How is multiplying 3 - 2i by i^{2} represented on the complex plane?

The complex number 3 - 2i lies in _____ of the complex plane. When any complex number is multiplied by the imaginary unit, the complex number undergoes a 90° rotation in a counterclockwise direction. This means that the complex product of 3 - 2i and i^{2} lies in ______ of the complex plane.
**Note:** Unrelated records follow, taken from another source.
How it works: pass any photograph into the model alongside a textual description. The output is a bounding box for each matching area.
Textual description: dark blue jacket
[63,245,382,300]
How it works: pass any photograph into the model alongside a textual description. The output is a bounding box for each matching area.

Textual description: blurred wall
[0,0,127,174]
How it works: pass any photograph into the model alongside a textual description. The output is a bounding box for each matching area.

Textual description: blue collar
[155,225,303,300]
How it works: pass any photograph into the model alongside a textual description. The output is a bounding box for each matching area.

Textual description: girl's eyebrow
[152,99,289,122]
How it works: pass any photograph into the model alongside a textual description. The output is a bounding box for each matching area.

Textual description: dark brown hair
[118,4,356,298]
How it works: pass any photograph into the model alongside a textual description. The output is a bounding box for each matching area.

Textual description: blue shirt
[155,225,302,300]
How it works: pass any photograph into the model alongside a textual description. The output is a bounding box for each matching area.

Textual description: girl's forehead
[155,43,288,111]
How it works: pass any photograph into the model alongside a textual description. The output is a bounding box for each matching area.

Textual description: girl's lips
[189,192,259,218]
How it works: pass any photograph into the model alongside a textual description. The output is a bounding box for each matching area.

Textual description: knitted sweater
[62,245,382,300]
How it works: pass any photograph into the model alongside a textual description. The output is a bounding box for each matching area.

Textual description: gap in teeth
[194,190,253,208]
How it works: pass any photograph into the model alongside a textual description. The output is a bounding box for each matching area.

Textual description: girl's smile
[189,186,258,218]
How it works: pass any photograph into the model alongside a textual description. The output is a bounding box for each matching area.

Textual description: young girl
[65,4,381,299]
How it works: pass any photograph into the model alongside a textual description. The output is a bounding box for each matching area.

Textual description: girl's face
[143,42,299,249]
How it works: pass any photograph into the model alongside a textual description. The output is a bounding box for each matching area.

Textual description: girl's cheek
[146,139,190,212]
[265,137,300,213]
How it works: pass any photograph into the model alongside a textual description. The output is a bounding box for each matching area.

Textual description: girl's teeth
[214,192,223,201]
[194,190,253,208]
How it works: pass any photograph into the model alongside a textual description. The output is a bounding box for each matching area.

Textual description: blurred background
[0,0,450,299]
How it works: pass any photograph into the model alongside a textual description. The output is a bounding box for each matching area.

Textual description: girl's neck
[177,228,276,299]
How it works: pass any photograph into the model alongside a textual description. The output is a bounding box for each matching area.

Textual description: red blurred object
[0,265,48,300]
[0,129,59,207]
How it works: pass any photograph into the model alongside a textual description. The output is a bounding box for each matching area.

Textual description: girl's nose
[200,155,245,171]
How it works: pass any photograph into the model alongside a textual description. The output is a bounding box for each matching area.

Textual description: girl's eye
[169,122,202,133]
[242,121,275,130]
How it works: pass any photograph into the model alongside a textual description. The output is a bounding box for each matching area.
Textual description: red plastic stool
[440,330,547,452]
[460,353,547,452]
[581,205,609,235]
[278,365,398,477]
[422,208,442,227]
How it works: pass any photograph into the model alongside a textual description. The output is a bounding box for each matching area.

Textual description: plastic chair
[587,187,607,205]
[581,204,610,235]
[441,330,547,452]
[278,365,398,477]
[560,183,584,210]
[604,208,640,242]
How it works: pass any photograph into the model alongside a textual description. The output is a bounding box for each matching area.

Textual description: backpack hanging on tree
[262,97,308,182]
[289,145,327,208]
Fill in the blank options:

quadrant I, quadrant II, quadrant III, quadrant IV

**I'm pretty positive I could figure this out if I had it graphed, but I have no idea how to graph this.. if someone could help, I'd appreciate it. I need major help here. I'm struggling really bad:(**

auxiarc May 14, 2020

#1**+2 **

(3 - 2i) ( i^2) =

(3 - 2i) (-1) =

-3 + 2i

Ignoring the imaginary part (consider that the y axis is the imaginary axis), look at the graph here : https://www.desmos.com/calculator/ks69hcjdhx

(3, -2i) lies in Quad 4

So multiplying this by i rotates it 90° counter-clockwise and multiplying this result by i again rotates it by 90° counter-clockwise once more....so....we end up in Quad 2 ⇒ (-3 + 2i) = (-3, 2i)

CPhill May 14, 2020